# Fundamentals of Deep Learning
## 目录
- Chapter 7. Models for Sequence Analysis
    - Analyzing Variable-Length Inputs
    - Tackling seq2seq with Neural N-Grams
    - Implementing a Part-of-Speech Tagger
    - Dependency Parsing and SyntaxNet
    - Beam Search and Global Normalization
    - A Case for Stateful Deep Learning Models
    - Recurrent Neural Networks
    - Long Short-Term Memory (LSTM) Units

## Analyzing Variable-Length Inputs
In Figure 7-1, we illustrate how our feed-forward neural networks break when analyzing sequences. If the sequence is the same size as the input layer, the model can perform as we expect it to. It’s even possible to deal with smaller inputs by **padding zeros to the end of the input until it’s the appropriate length**. However, the moment the input exceeds the size of the input layer, naively using the feedforward network no longer works.

![7-1](https://www.safaribooksonline.com/library/view/fundamentals-of-deep/9781491925607/assets/fodl_0701.png)

Figure 7-1. Feed-forward networks thrive on fixed input size problems. Zero padding can address the handling of smaller inputs, but when naively utilized, these models break when inputs exceed the fixed input size. 

## Tackling seq2seq with Neural N-Grams
In this section, we’ll begin exploring a feed-forward neural network architecture that can process a body of text and produce a sequence of `part-of-speech (POS)` tags. An example of this is shown in Figure 7-2. 

![7-2](https://www.safaribooksonline.com/library/view/fundamentals-of-deep/9781491925607/assets/fodl_0702.png)

Figure 7-2. An example of an accurate POS parse of an English sentence

We can predict each POS tag one at a time by using a fixed-length subsequence. In particular, we utilize the subsequence starting from the word of interest and extending n words into the past. This neural n-gram strategy is depicted in Figure 7-3.

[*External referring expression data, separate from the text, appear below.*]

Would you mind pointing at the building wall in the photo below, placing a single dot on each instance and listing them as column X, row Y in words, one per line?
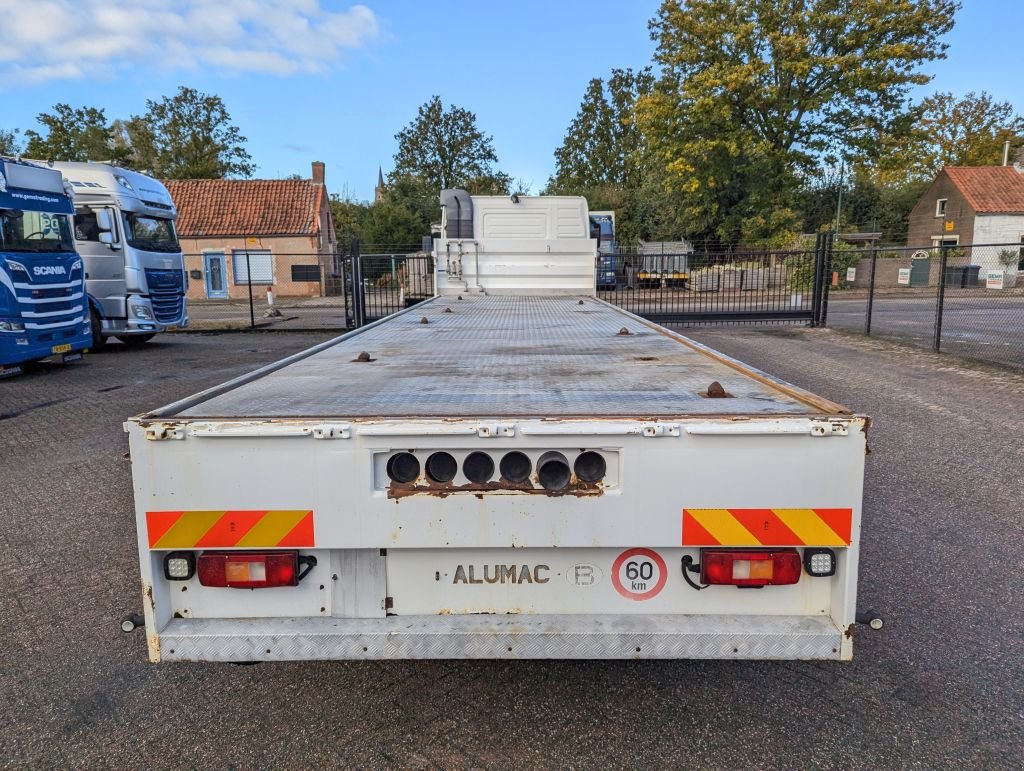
column 996, row 228
column 286, row 251
column 924, row 225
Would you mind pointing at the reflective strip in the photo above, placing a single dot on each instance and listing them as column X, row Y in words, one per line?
column 69, row 285
column 50, row 313
column 70, row 322
column 767, row 526
column 219, row 529
column 44, row 300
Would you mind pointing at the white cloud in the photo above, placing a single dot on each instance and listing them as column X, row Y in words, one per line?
column 72, row 39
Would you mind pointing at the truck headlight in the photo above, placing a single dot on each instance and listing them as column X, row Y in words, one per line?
column 141, row 311
column 133, row 282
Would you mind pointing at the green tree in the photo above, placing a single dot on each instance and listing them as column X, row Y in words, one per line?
column 348, row 216
column 9, row 144
column 73, row 134
column 186, row 136
column 388, row 225
column 602, row 145
column 601, row 156
column 444, row 148
column 947, row 131
column 753, row 92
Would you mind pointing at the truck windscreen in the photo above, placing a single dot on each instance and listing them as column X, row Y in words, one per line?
column 35, row 231
column 150, row 233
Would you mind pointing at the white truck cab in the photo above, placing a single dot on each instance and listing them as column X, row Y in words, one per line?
column 511, row 469
column 124, row 229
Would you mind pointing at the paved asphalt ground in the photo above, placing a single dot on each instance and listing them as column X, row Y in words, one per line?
column 939, row 687
column 985, row 328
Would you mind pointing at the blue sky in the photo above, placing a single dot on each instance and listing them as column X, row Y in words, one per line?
column 325, row 80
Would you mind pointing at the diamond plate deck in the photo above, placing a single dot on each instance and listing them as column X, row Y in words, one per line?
column 498, row 356
column 503, row 637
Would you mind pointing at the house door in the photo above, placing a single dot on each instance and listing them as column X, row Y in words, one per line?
column 216, row 282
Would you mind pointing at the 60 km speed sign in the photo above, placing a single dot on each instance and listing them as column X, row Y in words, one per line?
column 639, row 573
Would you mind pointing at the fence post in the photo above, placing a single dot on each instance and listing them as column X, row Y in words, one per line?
column 249, row 277
column 358, row 291
column 818, row 277
column 825, row 279
column 870, row 292
column 940, row 299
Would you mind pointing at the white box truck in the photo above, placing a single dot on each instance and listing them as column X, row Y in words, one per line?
column 512, row 469
column 124, row 229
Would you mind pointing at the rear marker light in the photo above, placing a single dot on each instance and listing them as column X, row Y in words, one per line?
column 179, row 565
column 750, row 568
column 253, row 569
column 819, row 562
column 402, row 467
column 441, row 467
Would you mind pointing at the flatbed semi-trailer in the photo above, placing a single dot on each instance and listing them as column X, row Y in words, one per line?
column 500, row 475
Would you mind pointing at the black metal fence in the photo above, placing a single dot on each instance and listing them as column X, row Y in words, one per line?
column 962, row 299
column 705, row 287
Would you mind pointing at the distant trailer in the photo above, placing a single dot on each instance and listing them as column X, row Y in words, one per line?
column 530, row 473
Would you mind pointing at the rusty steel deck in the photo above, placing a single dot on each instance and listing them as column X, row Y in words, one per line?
column 497, row 356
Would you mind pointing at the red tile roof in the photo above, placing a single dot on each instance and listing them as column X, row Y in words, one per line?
column 989, row 189
column 246, row 207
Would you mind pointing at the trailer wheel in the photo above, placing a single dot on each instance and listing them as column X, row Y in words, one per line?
column 98, row 341
column 134, row 341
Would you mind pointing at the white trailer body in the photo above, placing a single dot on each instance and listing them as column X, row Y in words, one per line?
column 515, row 478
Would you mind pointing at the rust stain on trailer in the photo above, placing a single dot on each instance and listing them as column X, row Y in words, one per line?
column 577, row 488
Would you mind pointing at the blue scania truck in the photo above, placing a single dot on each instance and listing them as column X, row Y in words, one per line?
column 43, row 307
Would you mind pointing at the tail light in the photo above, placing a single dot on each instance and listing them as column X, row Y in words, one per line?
column 750, row 568
column 253, row 569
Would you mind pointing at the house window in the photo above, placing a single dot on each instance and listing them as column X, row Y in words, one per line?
column 305, row 273
column 260, row 261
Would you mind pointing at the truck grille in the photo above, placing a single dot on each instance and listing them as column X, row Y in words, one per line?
column 165, row 294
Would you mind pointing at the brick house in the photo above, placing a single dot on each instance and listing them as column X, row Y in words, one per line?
column 279, row 229
column 968, row 205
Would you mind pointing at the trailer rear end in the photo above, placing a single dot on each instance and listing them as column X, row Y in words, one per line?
column 500, row 476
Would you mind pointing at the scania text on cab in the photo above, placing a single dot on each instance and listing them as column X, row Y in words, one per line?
column 43, row 311
column 124, row 228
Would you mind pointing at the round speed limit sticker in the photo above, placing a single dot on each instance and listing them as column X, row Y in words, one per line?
column 639, row 573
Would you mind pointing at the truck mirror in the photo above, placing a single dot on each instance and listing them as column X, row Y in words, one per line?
column 104, row 222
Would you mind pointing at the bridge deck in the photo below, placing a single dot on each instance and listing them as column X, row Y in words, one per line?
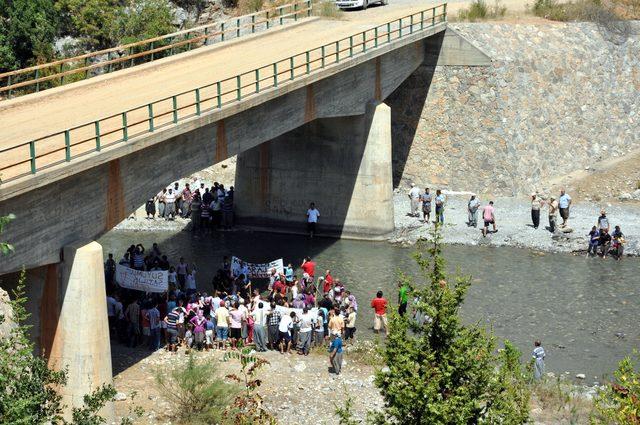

![7-3](https://www.safaribooksonline.com/library/view/fundamentals-of-deep/9781491925607/assets/fodl_0703.png)

Figure 7-3. Using a feed-forward network to perform seq2seq when we can ignore long-term dependencies

Specifically, when we predict the POS tag for the $i^{th}$ word in the input, we utilize the $i - n + 1^{st}, i - n + 2^{nd}, \cdots, i^{th}$ words as the input. We’ll refer to this subsequence as the `context window`.

## Implementing a Part-of-Speech Tagger
On a high level, the network consists of an input layer that leverages a 3-gram context window. We’ll utilize word embeddings that are 300-dimensional, resulting in a context window of size 900. The feed-forward network will have two hidden layers of size 512 neurons and 256 neurons, respectively. Finally, the output layer will be a softmax calculating the probability distribution of the POS tag output over a space of 44 possible tags.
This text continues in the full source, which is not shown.